Hedging Your Portfolio
Jim Graham is OptionVue’s Product Manager and develops and enhances the company’s OptionVue 5 Options Analysis Software to meet the real-world needs of institutional and individual options traders.
Institutions and mutual funds are the biggest customers for index options. To manage large diversified stock portfolios, it is easier to purchase puts on an index or sector rather than doing hundreds of trades on each individual stock. When analyzing how to hedge their risk, they must balance the cost of the strategy against their opinion of the market.
The objective of the index option purchase is to limit or insure against portfolio losses. But index puts are not cheap. So why are managers willing to risk underperforming the market by 3% or so during a 90-day period (approximately a 13.2% annual rate)?
Some try to keep a little protection on no matter what the current market conditions are like. But it is only natural that they are more willing to take that risk if they have a bearish view. They hope to beat the market by profiting from the index puts.
The technique of hedging a portfolio is straightforward. The first step is to find the index with the composition that most closely resembles your own portfolio. You then purchase out-of-the-money protective puts.
But portfolio hedging can be as much art as science. With stocks you need to purchase one put for every 100 shares of stock. But your portfolio is unlikely to have precisely the same stocks in the same proportion as the index you use to hedge. There is a feature in OptionVue 5 called HedgeFinder that allows you to graph the risk of your portfolio relative to an Index. Below is an example of how a $500,000 portfolio with holdings in 19 different stocks should perform relative to the S&P 500 index.

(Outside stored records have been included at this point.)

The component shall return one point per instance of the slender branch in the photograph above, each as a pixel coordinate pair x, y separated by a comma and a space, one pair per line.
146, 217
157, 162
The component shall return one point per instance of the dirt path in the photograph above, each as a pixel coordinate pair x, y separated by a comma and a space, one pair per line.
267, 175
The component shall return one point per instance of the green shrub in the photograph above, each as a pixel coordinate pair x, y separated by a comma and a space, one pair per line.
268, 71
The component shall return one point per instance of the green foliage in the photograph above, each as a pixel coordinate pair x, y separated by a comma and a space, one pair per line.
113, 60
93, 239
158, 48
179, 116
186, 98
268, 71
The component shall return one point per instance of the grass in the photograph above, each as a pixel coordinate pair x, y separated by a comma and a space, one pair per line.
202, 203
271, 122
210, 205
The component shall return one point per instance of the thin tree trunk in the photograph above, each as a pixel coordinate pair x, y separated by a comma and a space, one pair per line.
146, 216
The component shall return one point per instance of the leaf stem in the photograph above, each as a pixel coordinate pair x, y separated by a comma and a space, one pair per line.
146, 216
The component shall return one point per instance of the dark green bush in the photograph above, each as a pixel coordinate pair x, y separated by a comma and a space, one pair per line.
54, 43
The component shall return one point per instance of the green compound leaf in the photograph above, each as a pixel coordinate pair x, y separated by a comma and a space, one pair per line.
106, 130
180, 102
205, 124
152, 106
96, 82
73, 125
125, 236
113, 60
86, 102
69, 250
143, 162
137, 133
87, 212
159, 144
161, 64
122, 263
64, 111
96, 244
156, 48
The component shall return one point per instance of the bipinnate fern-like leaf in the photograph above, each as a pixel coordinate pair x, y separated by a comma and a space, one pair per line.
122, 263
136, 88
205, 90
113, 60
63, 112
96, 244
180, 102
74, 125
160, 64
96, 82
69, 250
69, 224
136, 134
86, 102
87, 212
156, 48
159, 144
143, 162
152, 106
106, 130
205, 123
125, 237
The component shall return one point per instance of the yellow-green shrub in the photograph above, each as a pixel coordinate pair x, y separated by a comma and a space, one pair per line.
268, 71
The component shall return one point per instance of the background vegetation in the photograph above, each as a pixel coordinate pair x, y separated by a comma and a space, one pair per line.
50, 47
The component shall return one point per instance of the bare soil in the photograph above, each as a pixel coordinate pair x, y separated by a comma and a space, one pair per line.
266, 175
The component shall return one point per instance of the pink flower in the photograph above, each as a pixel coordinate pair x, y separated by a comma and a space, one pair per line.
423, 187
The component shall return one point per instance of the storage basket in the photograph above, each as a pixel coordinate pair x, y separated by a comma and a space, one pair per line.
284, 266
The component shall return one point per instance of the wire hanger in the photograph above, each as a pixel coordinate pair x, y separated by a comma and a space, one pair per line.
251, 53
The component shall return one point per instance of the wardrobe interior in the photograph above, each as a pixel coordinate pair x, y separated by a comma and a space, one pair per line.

The vertical axis shows your profit/loss while the vertical axis is % change in the S&P 500 index. Measures such as portfolio delta that allow you to come close to knowing how a portfolio will react, but notice the light blue shading around the solid line. That indicates the possible tracking error, since your portfolio is not an exact duplicate of the S&P 500. That is what allows hedging a portfolio to remain a bit of an art.
Since there is always going to be some tracking error, don’t spend too much time worrying if you have the precise amount of puts covering your portfolio. You just want a hedge that performs its primary purpose: to protect against large and broad declines in the market. If the market is dropping, any hedge at all will offset at least part of your losses.
The Tool in OptionVue 5 allows you to set certain parameters and have it look for the best hedge. After telling the program that I would not accept more than a 10% drop in my portfolio value over the next six months, it recommended the following hedge.
Buy 5 of the June 1225 puts in the S&P cash-settled index options at the CBOE at a cost of $11,050. That represents a cost of 2.16% of my portfolio to hedge my risk until June.
The unusual part of this strategy is your true goal: purchase the puts in the hope they expire worthless! Strange as it may sound, a portfolio manager actually hopes that his out-of-the-money put options expire worthless. An honest homeowner does not hope that his house burns down so that the insurance policy will pay off. In the same way, a portfolio manager that buys out-of-the-money puts does not want the market to decline. He would rather get the higher profits that come from his stocks going up in value.
This is a hard concept for many investors to understand. But an experienced money manager recognizes there are times when a sharp market correction, while not expected, has a high enough probability of occurring to justify the expenditure of 1% to 3% of the portfolio on out-of-the-money puts for a few months of insurance.
Stocks do tend to move generally in the same direction as the overall market. Just as a strong bull market tends to pull most stocks in an upward direction, even those stocks whose individual fundamentals are strong tend to decline when the overall market does. Index options allow you to manage your risk and preserve capital in market downturns.